Fig. 1.8 Strategies to suppress protein translation

Short interfering RNA (siRNA) can be produced by either cleavage by Dicer from longer dsRNA (A, top left), chemical synthesis (A, top middle) or transcription from a vector containing the target sequence (A, top right). In all cases, siRNA assembles with RISC and directs mRNA cleavage. AS-ODN binds to mRNA homologous in sequence and can either prevent translation by blocking the ribosome or induce mRNA cleavage by a RNase H dependent mechanism (B, bottom right). Ribozymes and Deoxyribozymes also bind mRNA homologous in sequence but exhibit an intrinsic catalytic activity and so silence the gene product (C, bottom left).
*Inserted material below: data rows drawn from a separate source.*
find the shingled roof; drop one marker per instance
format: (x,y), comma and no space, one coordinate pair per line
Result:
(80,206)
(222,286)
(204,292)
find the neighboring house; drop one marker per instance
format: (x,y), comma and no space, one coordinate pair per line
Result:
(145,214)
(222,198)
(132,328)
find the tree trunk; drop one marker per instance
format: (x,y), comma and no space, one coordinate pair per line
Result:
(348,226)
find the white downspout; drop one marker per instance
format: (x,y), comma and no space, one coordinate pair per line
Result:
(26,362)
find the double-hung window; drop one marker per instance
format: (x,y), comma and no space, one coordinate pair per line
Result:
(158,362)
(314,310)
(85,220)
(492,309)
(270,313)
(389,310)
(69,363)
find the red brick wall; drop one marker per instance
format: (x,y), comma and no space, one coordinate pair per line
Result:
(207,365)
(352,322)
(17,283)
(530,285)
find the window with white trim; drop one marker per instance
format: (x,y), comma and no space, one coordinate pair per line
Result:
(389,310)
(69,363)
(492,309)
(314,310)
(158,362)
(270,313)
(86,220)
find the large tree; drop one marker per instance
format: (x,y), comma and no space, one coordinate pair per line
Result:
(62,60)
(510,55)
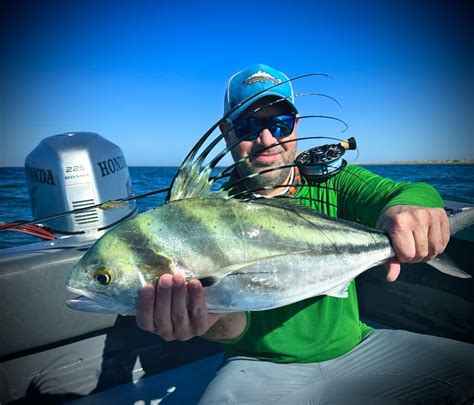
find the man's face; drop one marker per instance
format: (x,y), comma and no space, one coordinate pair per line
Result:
(259,157)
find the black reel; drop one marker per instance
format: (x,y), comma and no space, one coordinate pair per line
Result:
(322,162)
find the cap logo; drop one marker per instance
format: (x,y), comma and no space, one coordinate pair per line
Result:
(260,76)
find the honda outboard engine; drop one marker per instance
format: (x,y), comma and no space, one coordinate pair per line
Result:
(77,170)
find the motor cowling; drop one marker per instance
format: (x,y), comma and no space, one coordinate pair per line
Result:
(77,170)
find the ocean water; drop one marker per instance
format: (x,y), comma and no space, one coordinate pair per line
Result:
(454,182)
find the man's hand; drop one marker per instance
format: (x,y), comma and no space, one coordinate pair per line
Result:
(176,310)
(418,234)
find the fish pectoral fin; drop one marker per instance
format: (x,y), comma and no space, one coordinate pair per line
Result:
(215,276)
(208,280)
(341,291)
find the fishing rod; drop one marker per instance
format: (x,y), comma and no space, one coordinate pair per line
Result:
(192,153)
(120,202)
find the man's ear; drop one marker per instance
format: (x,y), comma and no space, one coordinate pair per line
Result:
(224,126)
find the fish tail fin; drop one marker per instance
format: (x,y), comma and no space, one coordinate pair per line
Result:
(462,219)
(446,265)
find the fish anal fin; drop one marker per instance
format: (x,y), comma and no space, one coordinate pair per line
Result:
(341,291)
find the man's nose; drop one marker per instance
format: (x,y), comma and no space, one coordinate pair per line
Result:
(265,138)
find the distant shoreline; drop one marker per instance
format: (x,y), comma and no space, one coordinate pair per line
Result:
(420,162)
(412,162)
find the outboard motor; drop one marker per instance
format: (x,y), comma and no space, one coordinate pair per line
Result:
(76,170)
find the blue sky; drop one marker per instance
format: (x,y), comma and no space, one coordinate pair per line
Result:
(150,75)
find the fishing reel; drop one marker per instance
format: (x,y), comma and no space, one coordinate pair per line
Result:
(322,162)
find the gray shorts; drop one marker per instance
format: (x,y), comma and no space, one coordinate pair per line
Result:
(388,367)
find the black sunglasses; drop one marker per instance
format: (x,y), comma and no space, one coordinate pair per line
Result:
(280,126)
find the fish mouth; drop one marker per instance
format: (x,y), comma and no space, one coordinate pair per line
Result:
(97,303)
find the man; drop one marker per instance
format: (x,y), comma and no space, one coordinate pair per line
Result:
(316,350)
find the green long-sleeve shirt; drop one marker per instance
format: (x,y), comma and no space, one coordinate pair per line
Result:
(322,328)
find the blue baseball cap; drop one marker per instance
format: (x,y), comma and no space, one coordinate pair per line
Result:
(252,80)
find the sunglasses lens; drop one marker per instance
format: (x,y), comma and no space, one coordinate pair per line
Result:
(280,126)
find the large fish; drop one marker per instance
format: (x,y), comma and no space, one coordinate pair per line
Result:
(250,255)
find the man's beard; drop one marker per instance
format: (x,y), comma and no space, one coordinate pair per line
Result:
(271,178)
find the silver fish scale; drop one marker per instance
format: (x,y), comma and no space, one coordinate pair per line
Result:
(274,256)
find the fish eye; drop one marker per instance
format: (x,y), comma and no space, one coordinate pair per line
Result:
(103,276)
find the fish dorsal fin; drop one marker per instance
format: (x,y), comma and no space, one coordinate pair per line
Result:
(193,181)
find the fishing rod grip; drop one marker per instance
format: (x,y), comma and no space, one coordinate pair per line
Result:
(349,144)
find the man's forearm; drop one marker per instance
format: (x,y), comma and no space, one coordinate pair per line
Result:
(228,327)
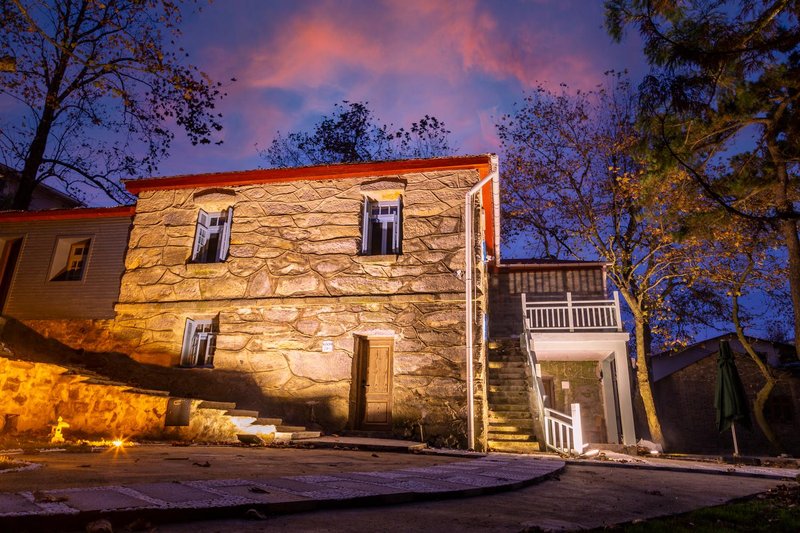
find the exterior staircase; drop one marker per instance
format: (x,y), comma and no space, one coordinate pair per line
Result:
(511,424)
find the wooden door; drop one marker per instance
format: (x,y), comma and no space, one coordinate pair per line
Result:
(373,384)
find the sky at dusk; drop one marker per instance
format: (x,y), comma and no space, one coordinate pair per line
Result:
(464,61)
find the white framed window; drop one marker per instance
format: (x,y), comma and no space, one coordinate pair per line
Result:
(212,236)
(381,233)
(199,343)
(69,259)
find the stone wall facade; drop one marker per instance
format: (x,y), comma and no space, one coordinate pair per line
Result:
(34,395)
(295,277)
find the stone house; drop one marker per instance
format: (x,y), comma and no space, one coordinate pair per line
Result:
(684,384)
(352,296)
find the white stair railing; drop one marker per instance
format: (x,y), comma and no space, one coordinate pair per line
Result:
(563,433)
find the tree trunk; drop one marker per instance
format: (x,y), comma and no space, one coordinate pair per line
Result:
(642,334)
(769,382)
(789,229)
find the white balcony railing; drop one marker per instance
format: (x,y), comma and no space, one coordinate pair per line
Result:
(572,315)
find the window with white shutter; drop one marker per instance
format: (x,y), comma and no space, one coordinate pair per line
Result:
(381,233)
(212,236)
(199,343)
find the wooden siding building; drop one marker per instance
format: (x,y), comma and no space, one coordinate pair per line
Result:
(35,249)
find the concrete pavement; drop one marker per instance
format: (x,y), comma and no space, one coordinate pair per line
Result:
(177,500)
(162,484)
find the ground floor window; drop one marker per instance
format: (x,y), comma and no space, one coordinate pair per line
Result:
(199,342)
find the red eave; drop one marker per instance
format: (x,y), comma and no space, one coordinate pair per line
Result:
(66,214)
(277,175)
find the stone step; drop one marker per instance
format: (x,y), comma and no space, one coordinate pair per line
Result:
(148,392)
(222,406)
(497,374)
(242,412)
(257,429)
(510,437)
(500,427)
(268,421)
(505,396)
(290,429)
(507,388)
(507,365)
(505,407)
(509,417)
(511,372)
(513,447)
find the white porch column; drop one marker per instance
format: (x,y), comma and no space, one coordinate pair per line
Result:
(624,391)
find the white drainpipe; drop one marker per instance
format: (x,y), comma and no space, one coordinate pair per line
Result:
(493,176)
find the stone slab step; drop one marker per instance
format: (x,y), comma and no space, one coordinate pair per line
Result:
(526,429)
(510,437)
(267,421)
(222,406)
(506,396)
(258,429)
(243,412)
(498,407)
(506,388)
(513,447)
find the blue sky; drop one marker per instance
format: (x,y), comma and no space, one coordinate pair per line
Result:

1.4.2. Magnetofection- a highly efficient tool for transfection of

endothelial cells

The challenge for all antisense based technologies is the efficient delivery of these molecules into cells, tissues or organs as the negative charge of RNA and DNA molecules limits the cellular uptake. A new method of introducing gene vectors into cells is the so called magnetofection method, invented by Plank and colleagues at the Institute of Experimental Oncology at the Technical University of Munich, Germany, where magnetic nanoparticles associated with vector DNA are transfected

into cells by the influence of an external magnetic field 123 (Fig. 1.9). This technique has been shown to enhance the efficiency of both viral or non viral vectors up to several thousand times 124.

Magnet Culture plate

AS-ODN coupled to magnetic beads

Fig. 1.9 The method of magnetofection

Magnetic nanoparticles coated with Polyethylenimine bind to DNA due to their positive charge. This complex is applied to and transfected into the cells by a short time (15 minutes) influence of an external magnetic field.

There are several advantages of using this transfection method. When performing transfection in vitro this method provides a quick and easy way to introduce DNA into cells. The incubation time of the DNA-nanoparticle complexes with the cells is greatly reduced (from standard 2-4 hours to 15 minutes) with a vast increase in vector concentration at the cell surface as the consequence. This in turn means that the vector dose needed for yielding a satisfying transfection level also can be reduced 124-126. Further, since these magnetic particles do not rely on receptors or other cell membrane bound proteins for cell uptake, it is possible to transfect cells that normally are non permissive 124. Importantly, the magnetofection method in combination with a standard lipid transfection reagent has been shown to successfully deliver AS-ODN to primary human umbilical vein endothelial cells (HUVEC), which are known to be transfected with difficulties, with transfection efficiencies of over 80%. Furthermore, this was associated with a low cellular toxicity 125.

The possibility of directing the transfection towards a specific area using an external magnetic field gives this approach many advantages for in vivo use 124,125,127. Combining drugs with nanoparticles would reduce systemic side effects and yield a higher concentration of the drug at the target site 127. Administration of a lower amount of the drug would also probably be sufficient (as for the in vitro situation), further reducing systemic side effects. Experiments of delivering anti tumour agents in this way have already been performed successfully in humans 128.